Systems, Simulation and Offensive Basketball
(Note: reposting this from a thread on PGs.)
Thanks for commenting on my analogy of client/server vs. multinodal internet, for thinking about offenses. At first, I just thought about it as a metaphor, but the more I think about it the more I think computer networks may actually be a good model for thinking strategically, tactically and operationally about offensive basketball.
In all networks you are looking at bit flow rates of the system. About certain subsets of the network using certain amounts of resources and other parts of the network using other amounts of resources and about varying loading.
Then there are the concepts of distributive computing and parallel processing that might be robust concepts for thought about offensive basketball.
Offensive basketball, especially the way Self plays it, is about optimally redistributing system resources as the opponent “adjusts” to what is being done; i.e., as the opponent varies available bandwidth for one player (i.e., one node) and so gives greater band width to another and so on.
I haven’t really thought this through much beyond what I am relating here, but if offensive basketball were thought about in this way different kinds of statistics might begin to be measured that better capture team’s abilities to redistribute their team resources to meet adjustments, and differing types of opponents, and so coaches might begin to think more systematically about how to make the tweaks to enable the redistributions, and might think more systematically about the kinds of skill sets a player has and how they mesh (or fail to) with other nodes (players).
I know this may sound bizarre to many, but I have a hunch that a basketball team modeled this way could then be subjected to a modified finite element analysis that would find the weak and strong dynamical links among the multimodal system that is a basketball team.
Likewise, a defensive coach could look at the same offensive statistics, especially strong and weak dynamic linkages among the nodes/players and find weak points to attack.
Imagine being able to do what I am conceptualizing here and plug in various recruits in a simulation to see which one produces more net benefit and which recruit produces less as preparation to decide which prospect to sign.

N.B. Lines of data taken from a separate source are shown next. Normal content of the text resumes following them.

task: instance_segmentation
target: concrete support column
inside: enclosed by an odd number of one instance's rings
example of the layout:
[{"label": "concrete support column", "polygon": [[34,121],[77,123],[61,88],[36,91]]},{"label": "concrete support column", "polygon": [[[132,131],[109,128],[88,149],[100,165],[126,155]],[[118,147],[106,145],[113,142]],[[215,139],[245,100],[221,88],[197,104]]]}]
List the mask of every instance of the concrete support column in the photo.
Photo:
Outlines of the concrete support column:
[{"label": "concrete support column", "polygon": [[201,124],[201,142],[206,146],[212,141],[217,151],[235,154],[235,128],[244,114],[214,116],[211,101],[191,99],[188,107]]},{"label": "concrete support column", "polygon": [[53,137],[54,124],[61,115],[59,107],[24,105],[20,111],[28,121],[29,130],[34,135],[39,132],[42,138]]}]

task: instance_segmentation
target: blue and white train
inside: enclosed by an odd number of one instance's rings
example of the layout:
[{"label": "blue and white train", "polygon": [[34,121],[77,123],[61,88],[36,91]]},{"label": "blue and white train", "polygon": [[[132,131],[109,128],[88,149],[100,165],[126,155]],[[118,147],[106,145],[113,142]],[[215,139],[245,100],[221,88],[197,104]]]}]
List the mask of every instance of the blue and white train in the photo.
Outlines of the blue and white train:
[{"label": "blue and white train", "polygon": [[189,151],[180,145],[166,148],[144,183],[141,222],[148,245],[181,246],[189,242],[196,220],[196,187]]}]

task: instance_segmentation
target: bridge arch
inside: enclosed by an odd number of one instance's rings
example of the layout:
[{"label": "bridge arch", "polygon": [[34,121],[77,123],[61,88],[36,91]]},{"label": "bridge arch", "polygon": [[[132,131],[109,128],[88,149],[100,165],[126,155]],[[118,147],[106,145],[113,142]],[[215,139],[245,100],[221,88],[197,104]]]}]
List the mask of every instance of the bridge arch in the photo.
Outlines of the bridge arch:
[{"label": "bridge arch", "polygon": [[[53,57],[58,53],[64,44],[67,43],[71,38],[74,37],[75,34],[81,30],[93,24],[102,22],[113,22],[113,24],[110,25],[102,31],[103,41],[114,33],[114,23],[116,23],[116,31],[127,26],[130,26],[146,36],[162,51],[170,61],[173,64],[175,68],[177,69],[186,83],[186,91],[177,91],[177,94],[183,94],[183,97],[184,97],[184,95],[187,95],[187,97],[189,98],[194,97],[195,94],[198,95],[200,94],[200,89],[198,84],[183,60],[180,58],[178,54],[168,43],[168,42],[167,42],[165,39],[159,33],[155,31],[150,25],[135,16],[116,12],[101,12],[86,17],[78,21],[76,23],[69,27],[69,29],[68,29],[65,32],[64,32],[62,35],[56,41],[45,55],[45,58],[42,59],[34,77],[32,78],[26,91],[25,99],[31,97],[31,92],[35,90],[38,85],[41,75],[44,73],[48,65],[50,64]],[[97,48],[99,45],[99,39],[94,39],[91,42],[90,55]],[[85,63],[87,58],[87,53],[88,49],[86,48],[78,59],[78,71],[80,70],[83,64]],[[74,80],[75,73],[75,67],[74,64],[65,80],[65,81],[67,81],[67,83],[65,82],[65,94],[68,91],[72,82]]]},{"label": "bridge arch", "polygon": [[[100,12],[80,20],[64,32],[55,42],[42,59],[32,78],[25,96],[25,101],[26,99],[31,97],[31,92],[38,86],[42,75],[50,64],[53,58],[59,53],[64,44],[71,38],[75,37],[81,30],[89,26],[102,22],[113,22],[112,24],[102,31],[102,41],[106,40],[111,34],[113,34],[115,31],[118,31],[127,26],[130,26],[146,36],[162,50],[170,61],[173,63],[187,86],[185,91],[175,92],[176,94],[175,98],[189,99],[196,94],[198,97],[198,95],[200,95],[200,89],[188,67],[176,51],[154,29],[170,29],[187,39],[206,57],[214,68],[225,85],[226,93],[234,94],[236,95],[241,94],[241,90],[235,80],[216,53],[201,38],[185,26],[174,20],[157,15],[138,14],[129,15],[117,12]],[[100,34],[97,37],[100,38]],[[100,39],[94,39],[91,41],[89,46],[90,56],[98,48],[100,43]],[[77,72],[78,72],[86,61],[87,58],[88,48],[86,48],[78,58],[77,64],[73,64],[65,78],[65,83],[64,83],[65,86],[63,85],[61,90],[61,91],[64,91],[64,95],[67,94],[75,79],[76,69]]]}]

Great coaches probably do a lot of this by “feel” and heuristics developed through years of experience, just as great engineers and designers used to be able to build great cars, or trucks, or planes, before computer modeling. And the feel and heuristics are still important to engineering and design. But computerized simulations allow testing of ideas and exploration of systems to find points that can be altered to optimize the system.
I have a hunch that right now this could be done.